Special Characters: ., +, *, ?, ^, $, (, ), [, ], {, }, |, \.
Escape sequence: If you need to match any of the special characters, you need to add an escape character "\". E.g. "\\" will match "\" and "\[" will match "["
OR operator "|": you can try to match multiple strings like "Robert|Rob" this will match any of the words "Robert" or "Rob"
Metacharacters:
. will match any single character
\d will match any single digit
\D will match any NON single digit
\w will match any single lower/upper case A to Z and 0 to 9
\W will match any single NON lower/upper case A to Z and 0 to 9
\s will match any single space
\S will match any single NON space
Position Anchors:
^ start of line
$ end of line
\r carriage return
\n line feed
Laziness matching:
. any single character
* multiple times
+ one or more times
? zero or more times
{,m} between 0 and m times
{n,} more than n times
{n,m} between n and m times
Capturing groups:
() will capture a back reference to the regex within the parentheses.
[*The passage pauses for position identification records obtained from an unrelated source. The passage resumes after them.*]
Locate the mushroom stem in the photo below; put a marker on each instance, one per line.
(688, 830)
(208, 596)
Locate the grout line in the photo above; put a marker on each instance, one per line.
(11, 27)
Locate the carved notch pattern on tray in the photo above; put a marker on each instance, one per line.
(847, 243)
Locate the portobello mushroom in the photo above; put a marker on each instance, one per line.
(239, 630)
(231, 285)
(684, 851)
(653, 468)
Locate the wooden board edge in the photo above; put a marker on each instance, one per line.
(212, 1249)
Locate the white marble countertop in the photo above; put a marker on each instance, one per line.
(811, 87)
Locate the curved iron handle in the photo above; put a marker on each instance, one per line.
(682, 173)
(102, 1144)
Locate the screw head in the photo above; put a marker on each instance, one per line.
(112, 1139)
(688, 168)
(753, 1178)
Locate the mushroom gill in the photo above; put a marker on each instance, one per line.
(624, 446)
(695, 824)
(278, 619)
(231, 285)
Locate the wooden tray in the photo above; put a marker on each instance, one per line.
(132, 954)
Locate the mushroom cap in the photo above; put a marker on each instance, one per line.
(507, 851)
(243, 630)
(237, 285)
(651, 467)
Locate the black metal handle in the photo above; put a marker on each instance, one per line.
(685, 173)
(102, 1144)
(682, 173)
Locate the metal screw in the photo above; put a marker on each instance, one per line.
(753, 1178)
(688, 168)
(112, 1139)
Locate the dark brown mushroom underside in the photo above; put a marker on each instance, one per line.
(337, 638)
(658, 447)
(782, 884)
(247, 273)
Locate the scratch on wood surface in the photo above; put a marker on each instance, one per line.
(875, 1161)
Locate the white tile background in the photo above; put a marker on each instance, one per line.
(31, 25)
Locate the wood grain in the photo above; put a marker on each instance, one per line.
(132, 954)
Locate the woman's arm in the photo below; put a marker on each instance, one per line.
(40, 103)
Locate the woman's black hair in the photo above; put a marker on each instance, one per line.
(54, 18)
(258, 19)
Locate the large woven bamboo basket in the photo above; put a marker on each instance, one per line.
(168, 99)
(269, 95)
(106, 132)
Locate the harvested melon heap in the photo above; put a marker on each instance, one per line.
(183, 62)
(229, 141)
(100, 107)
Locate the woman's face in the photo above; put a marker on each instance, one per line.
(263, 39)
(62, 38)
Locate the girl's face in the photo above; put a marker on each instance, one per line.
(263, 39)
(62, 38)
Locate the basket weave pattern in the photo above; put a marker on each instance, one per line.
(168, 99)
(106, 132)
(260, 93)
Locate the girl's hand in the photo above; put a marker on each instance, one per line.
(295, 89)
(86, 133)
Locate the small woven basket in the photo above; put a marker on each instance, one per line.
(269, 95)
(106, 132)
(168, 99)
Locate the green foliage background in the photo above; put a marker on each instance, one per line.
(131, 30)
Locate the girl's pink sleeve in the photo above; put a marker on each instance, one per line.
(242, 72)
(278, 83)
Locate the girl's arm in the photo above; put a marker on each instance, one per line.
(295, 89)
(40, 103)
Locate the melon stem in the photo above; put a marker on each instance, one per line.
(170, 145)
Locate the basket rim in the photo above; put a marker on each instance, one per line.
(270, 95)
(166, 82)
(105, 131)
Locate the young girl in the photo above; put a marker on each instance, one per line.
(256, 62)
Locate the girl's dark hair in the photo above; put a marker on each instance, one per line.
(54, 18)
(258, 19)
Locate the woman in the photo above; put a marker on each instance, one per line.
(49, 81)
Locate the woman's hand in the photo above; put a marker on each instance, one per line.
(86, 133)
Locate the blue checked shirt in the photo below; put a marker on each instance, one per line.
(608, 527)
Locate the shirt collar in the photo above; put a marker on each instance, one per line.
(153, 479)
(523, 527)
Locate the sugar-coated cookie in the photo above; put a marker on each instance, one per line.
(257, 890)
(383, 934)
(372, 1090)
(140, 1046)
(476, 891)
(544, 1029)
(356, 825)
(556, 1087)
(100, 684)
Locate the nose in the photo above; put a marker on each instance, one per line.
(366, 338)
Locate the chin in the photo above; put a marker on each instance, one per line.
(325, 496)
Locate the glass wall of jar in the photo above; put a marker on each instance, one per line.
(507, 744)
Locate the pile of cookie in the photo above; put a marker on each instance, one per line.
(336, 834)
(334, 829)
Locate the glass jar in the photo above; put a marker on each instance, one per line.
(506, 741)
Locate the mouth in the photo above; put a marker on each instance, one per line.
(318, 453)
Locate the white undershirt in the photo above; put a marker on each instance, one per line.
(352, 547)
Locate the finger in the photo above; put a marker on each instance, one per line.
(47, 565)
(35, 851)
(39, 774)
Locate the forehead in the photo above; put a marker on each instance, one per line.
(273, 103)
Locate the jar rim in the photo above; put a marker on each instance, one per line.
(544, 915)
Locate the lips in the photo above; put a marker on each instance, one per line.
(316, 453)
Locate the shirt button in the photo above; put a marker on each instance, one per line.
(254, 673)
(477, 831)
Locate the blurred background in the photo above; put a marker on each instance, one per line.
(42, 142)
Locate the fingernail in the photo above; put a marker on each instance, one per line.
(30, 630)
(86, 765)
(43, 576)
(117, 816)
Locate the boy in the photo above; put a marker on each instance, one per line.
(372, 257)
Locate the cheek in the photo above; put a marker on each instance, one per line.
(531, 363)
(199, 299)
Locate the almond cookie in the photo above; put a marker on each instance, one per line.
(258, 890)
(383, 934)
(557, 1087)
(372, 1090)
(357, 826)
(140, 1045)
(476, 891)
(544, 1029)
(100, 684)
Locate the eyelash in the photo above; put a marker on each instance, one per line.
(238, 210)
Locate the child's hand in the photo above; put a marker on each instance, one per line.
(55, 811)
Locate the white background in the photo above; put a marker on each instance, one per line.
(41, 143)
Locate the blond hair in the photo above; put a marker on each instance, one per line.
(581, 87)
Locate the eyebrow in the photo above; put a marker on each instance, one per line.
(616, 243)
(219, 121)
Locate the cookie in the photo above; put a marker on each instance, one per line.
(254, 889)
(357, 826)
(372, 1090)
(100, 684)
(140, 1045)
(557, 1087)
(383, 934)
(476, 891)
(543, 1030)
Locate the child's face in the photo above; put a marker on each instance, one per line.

You can access these by referencing them as E.G. \1, $1, {1}, etc, depending on the language/tool used.

Powershell:

  # How to show any occurrence of the word error in one folder            
Get-ChildItem -Path $logFolder | Select-String -Pattern 'Error'

Python:

  # How to click on an a HTML object using Python and Selenium            
driver.find_element(By.XPATH,"//a[i[contains(@value,'objName')]]" ).click()

You can try regular expressions straight from your browser. I found it useful when automating web checks or completing web scraping activities. If you use Chrome, press ctrl_shift+i (F12 in most browsers) to open the developer tools. In the “console” tab, you should be able to identify if an element exists by typing "$x('expression')" and Chrome will let you know if the element exists.

This can also be tested within the “elements tab”:
Elements XPath

I also tend to use it with text editors (Notepad++, Geany, etc.) for quick text cleanups. As I was writing this, I wanted to add the entire list of rooms available on a form list box existing in one of the ICT events systems. I could have typed them one by one, but that is not a good way to do it if you have more than a handful of entries. I’ve copied the HTML element I wanted and used Notepad++.

I wanted the room names just like the ones highlighted below:

Using the “Replace” option under the “Search” menu on NotePad++ and having the “Regular Expression” option ticked, I typed ^.*([0-9a-zA-Z. ]*)[\t ]*+ and replaced it with \1:

^.*<option.*>([0-9a-zA-Z. ]*)[\t ]*</.*> is signalling to the search and replace function that I wanted to find:

  1. start my search from the beginning of the line
  2. has any number of caracters before it encounters <option
  3. has any number of caracters before it encounters >
  4. This part is a group because it is wrapped with (). Looks for any word of any length composed of numbers, lower/upper case characters from A to Z, dots and spaces.
  5. has any number of spaces
  6. has any number of characters between <>

The replace box signals that the entire word match should be replaced with the first group encountered in the match. The result can be seen as:
Console XPath

Conclusion

There are hundreds of sites explaining RegEx but I’ll point you to the reputable Microsoft page: https://docs.microsoft.com/en-us/dotnet/standard/base-types/regular-expression-language-quick-reference for reference.

The potential for using RegEx is immense. Have you used it before? Any good examples you can share?